Is that right? Thank you so much. You are reviving my dreams of quality audio. : D
I would replace both pots.

A pot is a variable resistor. Between the outer connections is the fixed resistor, in your case 100K. The middle connection is the wiper. As you rotate the control, the resistance increases from the pin it is moving away from and decrease to the one it is moving towards. At either extreme resistance to the pin the wiper meets is zero. In a linear pot the fixed resistance at point is directly proportional to the distance from the outer pins. In a log control it varies by log to base 10 of the distance.

I doubt I can help you much from photographs. You need to jump in and get experience. Research variable resistor on the NET, and learn how these controls work.

You have an old non functional unit. It is good for you to get started now in increasing your knowledge and skills. If you muck it up, dust yourself off and vow to do better next time.

Just about any fool can buy new equipment and plug it in, although we have a had a few here lately, too stupid to own equipment, who can't even do that. The serious enthusiast gets experienced in service and maintenance to keep his gear going longer.
 
SunnyOctopus

SunnyOctopus

Audioholic
I would replace both pots.

A pot is a variable resistor. Between the outer connections is the fixed resistor, in your case 100K. The middle connection is the wiper. As you rotate the control, the resistance increases from the pin it is moving away from and decrease to the one it is moving towards. At either extreme resistance to the pin the wiper meets is zero. In a linear pot the fixed resistance at point is directly proportional to the distance from the outer pins. In a log control it varies by log to base 10 of the distance.

I doubt I can help you much from photographs. You need to jump in and get experience. Research variable resistor on the NET, and learn how these controls work.

You have an old non functional unit.
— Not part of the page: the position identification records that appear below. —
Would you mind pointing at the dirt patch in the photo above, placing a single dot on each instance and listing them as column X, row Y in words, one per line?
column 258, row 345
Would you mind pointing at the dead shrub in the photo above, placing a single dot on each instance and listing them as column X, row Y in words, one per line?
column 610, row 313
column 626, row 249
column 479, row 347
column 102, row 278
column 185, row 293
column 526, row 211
It is good for you to get started now in increasing your knowledge and skills. If you muck it up, dust yourself off and vow to do better next time.
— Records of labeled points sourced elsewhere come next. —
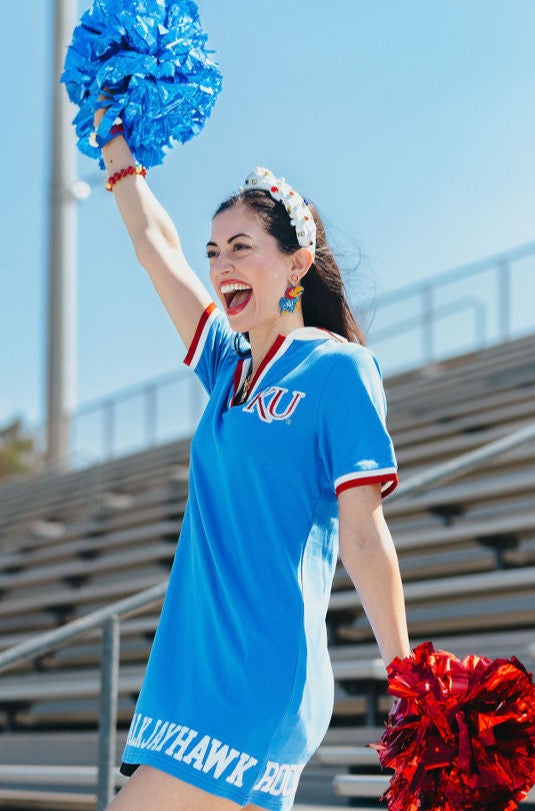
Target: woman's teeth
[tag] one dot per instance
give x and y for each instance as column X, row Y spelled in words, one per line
column 235, row 294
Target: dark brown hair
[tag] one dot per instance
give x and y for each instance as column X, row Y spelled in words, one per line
column 324, row 298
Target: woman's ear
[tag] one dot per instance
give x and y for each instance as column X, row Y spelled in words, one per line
column 302, row 259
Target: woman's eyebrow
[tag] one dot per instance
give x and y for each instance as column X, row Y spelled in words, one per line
column 230, row 239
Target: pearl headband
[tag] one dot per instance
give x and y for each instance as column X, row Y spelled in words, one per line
column 297, row 208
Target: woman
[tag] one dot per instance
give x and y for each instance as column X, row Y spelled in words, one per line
column 292, row 445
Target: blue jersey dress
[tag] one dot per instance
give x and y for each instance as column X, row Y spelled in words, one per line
column 238, row 691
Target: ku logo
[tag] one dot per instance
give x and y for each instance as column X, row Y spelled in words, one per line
column 274, row 404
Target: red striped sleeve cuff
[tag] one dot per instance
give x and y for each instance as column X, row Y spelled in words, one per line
column 387, row 478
Just about any fool can buy new equipment and plug it in, although we have a had a few here lately, too stupid to own equipment, who can't even do that. The serious enthusiast gets experienced in service and maintenance to keep his gear going longer.
Okay. Just one last question, I think. You said I'd need to desolder the wires replace the pots and then resolder them to the new pots, but there are no wires on the curent pots. They seem to connect another way.

 
TLS Guy

TLS Guy

Seriously, I have no life.
Okay. Just one last question, I think. You said I'd need to desolder the wires replace the pots and then resolder them to the new pots, but there are no wires on the curent pots. They seem to connect another way.

I know that I told you they were mounted directly to the PCB. That is why I said you might get creative and have to remove the board as you will have to desolder and resolder from the other side. Please read my posts or this gets tiresome.
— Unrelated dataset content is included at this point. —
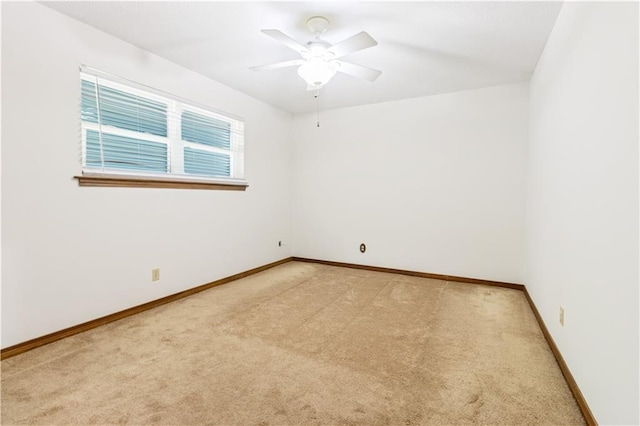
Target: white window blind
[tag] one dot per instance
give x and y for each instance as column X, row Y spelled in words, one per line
column 131, row 129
I need a side view, to see if they are ganged or not. It might have been a reflection in the photo. Also one pot says A 100K, which means it is log taper. Does the other one have an A in front of the 100K. If not it is linear. My guess is the volume is log and the crossover linear.
 
SunnyOctopus

SunnyOctopus

Audioholic
OKAY! I replaced the pots and everything seems to have gone smoothly. They no longer crackle or beep, but the bass is still easily localizable at 51hz, and the crossover on both the sub and the computer still seem more like a volume knob...

What do you guys think? Am I just a bass genius capable of detecting it when the location when it's not supposed to be detectable?
 
TLS Guy

TLS Guy

Seriously, I have no life.
OKAY! I replaced the pots and everything seems to have gone smoothly. They no longer crackle or beep, but the bass is still easily localizable at 51hz, and the crossover on both the sub and the computer still seem more like a volume knob...

What do you guys think? Am I just a bass genius capable of detecting it when the location when it's not supposed to be detectable?
Probably both crossovers are too low in order. Try setting both to 60 Hz and cascade them and see if that helps.